Wie bereits erwähnt, hat der Kebnekaise gleich zwei Gipfel. Der Südgipfel musste erst im letzten Jahr den Titel des höchsten Berges Schwedens an den Nordgipfel abgeben. Die dicke Eisschicht, die den Südgipfel lange Zeit bedeckte, schmolz durch die Erderwärmung so weit ab, dass nunmehr der felsige Nordgipfel als höchster Punkt Schwedens gilt.
Die Anreise in die Region um den Kebnekaise
Wer diese abgelegene Region im Norden Schwedens besuchen möchte, sollte frühzeitig mit den Planungen beginnen. Bei einer Anreise mit den öffentlichen Verkehrsmitteln fliegt man über Stockholm nach Lulea und fährt von dort aus mit dem Zug nach Kiruna. Ab Kiruna geht es weiter mit dem Bus nach Nikkaluokta, zum zweitletzten Posten der Zivilisation vor der Bergregion um den Kebnekaise.
Der Bus ist voll mit anderen Wanderern. Perfekt, denn so kann man sich sehr gut über viele Trekking-Touren und damit weitere Abenteuermöglichkeiten in der Region austauschen. Die Gebirgsregionen im Norden sind bei den Schweden sehr beliebt. Viele Einheimische verbringen gern ihre Sommerwochenenden in der Kebnekaise Region, um vom Alltag abzuschalten und beim Wandern zu entspannen.
Der erste Teil der Wanderung
In Nikkaluokta angekommen, geht es von nun an zu Fuß weiter. Es besteht zwar wohl auch die Möglichkeit, die ersten Kilometer der Strecke mit einem Boot abzukürzen. Allerdings habe ich diese Variante bisher nicht getestet und kann deshalb hierzu keine Empfehlung abgeben.

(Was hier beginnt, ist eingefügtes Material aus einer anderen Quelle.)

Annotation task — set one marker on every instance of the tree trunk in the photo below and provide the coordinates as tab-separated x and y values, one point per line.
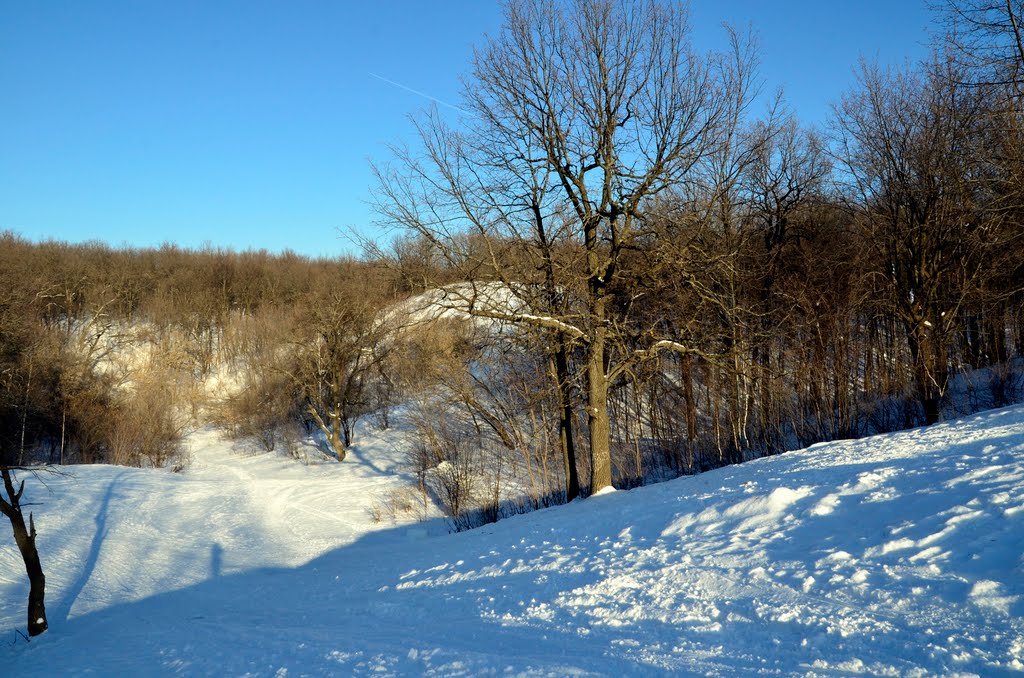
565	420
597	416
25	537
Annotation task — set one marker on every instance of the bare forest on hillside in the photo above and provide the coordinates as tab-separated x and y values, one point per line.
620	269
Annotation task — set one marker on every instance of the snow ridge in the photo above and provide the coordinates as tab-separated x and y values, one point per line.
900	554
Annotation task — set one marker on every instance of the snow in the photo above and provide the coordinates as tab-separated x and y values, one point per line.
895	555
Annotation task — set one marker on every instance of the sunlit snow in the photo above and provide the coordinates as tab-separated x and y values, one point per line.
900	554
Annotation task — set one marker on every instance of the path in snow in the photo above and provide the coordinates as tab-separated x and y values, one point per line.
901	554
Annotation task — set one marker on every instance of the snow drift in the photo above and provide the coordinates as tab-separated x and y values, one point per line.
900	554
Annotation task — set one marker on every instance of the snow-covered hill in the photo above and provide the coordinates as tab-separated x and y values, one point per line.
900	554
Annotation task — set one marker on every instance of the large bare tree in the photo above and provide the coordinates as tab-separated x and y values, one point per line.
579	115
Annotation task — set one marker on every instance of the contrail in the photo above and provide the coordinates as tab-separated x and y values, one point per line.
419	93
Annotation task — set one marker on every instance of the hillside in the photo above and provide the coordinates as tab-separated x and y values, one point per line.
898	554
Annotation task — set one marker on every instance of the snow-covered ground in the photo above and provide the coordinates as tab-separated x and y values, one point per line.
900	554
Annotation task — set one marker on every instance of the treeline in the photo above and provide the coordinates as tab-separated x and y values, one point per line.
108	354
702	285
608	276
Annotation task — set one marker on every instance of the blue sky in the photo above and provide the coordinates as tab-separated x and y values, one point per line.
251	124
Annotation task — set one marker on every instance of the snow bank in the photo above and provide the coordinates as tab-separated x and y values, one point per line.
894	555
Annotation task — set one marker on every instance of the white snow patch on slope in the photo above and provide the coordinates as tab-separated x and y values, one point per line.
895	555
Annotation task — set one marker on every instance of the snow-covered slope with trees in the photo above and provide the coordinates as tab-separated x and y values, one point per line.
900	554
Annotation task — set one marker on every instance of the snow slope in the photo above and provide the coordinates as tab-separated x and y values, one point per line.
900	554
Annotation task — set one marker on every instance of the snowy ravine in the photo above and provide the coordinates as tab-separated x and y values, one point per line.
900	554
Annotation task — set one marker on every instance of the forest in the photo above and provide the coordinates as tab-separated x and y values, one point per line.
624	266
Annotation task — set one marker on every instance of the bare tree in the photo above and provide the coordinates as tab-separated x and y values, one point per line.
907	141
25	536
581	114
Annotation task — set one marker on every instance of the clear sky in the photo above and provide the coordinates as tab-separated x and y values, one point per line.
250	124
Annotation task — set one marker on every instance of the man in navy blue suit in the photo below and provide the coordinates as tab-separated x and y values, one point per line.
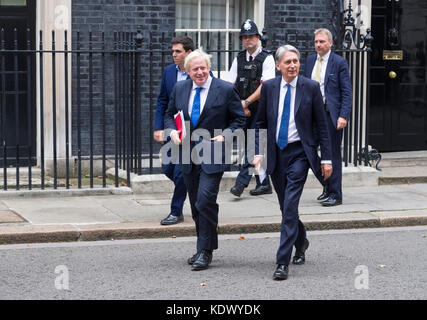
213	108
181	48
291	109
331	71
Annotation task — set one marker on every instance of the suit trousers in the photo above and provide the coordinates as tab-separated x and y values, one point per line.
334	183
203	191
288	179
244	177
173	172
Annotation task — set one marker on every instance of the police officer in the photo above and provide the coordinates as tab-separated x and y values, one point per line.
249	69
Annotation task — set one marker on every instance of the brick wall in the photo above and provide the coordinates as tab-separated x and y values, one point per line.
294	21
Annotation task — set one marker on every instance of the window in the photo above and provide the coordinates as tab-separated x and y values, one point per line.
13	2
214	24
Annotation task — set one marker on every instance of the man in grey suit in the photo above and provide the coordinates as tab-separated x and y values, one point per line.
211	105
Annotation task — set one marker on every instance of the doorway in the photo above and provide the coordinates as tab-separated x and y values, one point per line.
17	83
398	106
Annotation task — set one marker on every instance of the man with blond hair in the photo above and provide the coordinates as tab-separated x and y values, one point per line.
331	72
210	105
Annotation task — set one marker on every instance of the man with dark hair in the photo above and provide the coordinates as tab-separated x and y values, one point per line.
181	47
249	69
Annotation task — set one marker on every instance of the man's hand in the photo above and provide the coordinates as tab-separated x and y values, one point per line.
175	137
246	109
326	171
218	139
342	123
257	162
159	136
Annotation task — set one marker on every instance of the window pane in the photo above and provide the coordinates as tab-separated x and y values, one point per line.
214	14
186	14
13	2
240	11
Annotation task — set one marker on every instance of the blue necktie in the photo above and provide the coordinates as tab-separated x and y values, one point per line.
195	112
282	141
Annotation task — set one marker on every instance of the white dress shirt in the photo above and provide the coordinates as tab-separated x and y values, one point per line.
268	67
325	59
203	95
293	132
181	76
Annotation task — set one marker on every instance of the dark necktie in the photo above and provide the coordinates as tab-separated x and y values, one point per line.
282	140
195	112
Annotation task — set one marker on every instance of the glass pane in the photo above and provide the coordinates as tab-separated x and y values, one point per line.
214	14
13	2
240	11
186	14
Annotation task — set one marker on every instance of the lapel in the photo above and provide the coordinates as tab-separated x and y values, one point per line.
276	98
329	67
210	100
299	93
185	97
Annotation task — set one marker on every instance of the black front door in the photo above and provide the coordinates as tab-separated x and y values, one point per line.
17	83
398	114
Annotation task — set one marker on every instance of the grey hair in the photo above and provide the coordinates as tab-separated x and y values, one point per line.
324	31
283	49
199	53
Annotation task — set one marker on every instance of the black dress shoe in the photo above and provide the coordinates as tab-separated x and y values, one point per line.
203	260
324	195
299	257
237	190
331	202
193	259
281	272
170	220
259	190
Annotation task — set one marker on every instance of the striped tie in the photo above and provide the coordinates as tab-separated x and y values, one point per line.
318	69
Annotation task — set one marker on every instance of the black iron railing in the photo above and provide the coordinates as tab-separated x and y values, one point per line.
90	99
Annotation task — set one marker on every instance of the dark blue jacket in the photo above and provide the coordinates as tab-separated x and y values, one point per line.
338	92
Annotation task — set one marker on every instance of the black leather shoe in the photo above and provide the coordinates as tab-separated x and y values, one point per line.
299	257
281	272
237	190
193	259
324	195
331	202
203	260
259	190
170	220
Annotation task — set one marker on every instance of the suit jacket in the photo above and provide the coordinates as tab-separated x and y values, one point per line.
338	91
222	110
309	116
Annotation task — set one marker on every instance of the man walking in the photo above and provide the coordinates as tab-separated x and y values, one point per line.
181	48
290	108
211	105
331	71
249	69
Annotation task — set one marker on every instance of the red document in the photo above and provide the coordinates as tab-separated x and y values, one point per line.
180	124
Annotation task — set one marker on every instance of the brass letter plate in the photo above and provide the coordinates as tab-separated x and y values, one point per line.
392	54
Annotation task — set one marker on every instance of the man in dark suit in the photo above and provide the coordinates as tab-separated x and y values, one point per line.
210	105
290	108
331	71
181	47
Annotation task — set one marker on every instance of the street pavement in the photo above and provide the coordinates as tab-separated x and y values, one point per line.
105	214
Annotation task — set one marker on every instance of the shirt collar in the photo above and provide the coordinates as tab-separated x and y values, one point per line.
206	85
325	57
293	83
179	70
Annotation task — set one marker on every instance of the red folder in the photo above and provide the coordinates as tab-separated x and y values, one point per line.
180	124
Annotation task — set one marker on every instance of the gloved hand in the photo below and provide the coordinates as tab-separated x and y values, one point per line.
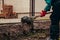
43	13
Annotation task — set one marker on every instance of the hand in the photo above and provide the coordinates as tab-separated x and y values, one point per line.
43	13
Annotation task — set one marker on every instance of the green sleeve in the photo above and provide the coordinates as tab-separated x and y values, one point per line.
48	6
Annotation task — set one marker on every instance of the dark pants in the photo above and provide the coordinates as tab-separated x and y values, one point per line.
54	28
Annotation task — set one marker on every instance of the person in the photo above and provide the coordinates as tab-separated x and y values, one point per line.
54	17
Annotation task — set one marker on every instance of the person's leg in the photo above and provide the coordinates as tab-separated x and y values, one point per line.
54	28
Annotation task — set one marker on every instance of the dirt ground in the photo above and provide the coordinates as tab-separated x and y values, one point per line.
15	31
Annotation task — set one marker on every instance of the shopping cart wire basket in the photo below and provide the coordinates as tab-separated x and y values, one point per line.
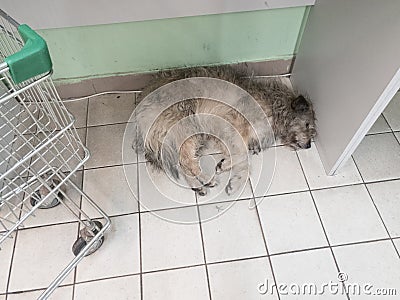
40	149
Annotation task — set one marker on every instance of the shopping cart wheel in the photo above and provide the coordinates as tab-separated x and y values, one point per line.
86	236
50	203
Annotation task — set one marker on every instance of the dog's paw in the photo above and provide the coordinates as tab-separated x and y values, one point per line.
212	183
233	186
254	146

Nach etwa 4 bis 5 Stunden zu Fuß kommt man schließlich an der tatsächlich letzten Station vor den eigentlichen Wanderrouten an. Es ist ratsam, hier das letzte Mal seine Proviant-Vorräte aufzustocken. Natürlich für das nötige Kleingeld und zu entsprechend höheren Preisen, da alle Produkte mit dem Helikopter eingeflogen werden. Die Bergstation ist auch gleichzeitig der Treffpunkt, falls man sich einen Guide für seine Tour gebucht hat. Ebenso hat man in der Bergstation die Möglichkeit, sich das nötige Kletterequipment auszuleihen, falls man keine eigene Ausrüstung hat.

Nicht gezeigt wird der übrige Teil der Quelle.